Misclassified test set examples: 73
Out of a total of: 549
Logistic Accuracy: 0.8670309653916212


## Decison Tree Classifier


In [6]:
pipe2.fit(X_train, y_train)

y_pred = pipe2.predict(X_test)
print('Misclassified test set examples:', (y_test != y_pred).sum())
print('Out of a total of:', y_test.shape[0])
print('Decision Tree Accuracy:', pipe2.score(X_test, y_test))

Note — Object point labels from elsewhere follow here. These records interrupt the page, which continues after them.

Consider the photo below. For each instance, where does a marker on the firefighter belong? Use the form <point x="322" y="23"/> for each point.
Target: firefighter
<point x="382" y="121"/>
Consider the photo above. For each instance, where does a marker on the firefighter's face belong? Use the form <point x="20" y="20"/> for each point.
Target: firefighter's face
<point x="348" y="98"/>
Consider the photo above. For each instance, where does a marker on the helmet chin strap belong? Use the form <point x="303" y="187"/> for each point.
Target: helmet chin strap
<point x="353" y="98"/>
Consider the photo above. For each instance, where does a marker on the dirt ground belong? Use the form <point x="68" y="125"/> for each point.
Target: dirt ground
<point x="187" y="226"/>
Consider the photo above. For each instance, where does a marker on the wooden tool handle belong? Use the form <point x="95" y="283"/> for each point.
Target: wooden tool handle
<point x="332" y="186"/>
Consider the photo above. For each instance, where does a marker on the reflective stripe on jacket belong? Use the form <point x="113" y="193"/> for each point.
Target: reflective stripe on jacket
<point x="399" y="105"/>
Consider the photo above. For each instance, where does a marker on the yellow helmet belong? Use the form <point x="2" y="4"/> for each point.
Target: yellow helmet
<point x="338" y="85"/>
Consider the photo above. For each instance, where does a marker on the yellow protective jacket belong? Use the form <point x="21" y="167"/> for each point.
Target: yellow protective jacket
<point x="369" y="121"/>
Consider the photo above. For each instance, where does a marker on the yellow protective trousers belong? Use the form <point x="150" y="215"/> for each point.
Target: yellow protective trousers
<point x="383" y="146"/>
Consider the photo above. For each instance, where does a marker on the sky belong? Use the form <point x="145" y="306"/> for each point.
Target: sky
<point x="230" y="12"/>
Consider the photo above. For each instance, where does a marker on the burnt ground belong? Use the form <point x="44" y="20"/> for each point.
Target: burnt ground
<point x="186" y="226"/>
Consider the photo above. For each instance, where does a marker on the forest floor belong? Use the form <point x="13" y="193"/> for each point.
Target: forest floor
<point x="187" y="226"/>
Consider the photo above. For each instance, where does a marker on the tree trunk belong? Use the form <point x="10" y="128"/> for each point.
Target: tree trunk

Misclassified test set examples: 48
Out of a total of: 549
Decision Tree Accuracy: 0.912568306010929


## KNN 

In [7]:
pipe3.fit(X_train, y_train)

y_pred = pipe3.predict(X_test)
print('Misclassified test set examples:', (y_test != y_pred).sum())
print('Out of a total of:', y_test.shape[0])
print('KNN Accuracy:', pipe3.score(X_test, y_test))

Misclassified test set examples: 52
Out of a total of: 549
KNN Accuracy: 0.9052823315118397


## Voting Classifier

In [8]:
mv_clf.fit(X_train, y_train)

y_pred = mv_clf.predict(X_test)
print('Misclassified test set examples:', (y_test != y_pred).sum())
print('Out of a total of:', y_test.shape[0])
print('Voting Classifier Accuracy:', mv_clf.score(X_test, y_test))

Misclassified test set examples: 48
Out of a total of: 549
Voting Classifier Accuracy: 0.912568306010929


## Final Analysis
The cross-evaluation accuracy scores match up to the to the testing data in terms of trend.The testing data offers a more nuanced evaluation, breaking the tie in score between Logistic Regression and Voting Classifier found in the cross-evaluation.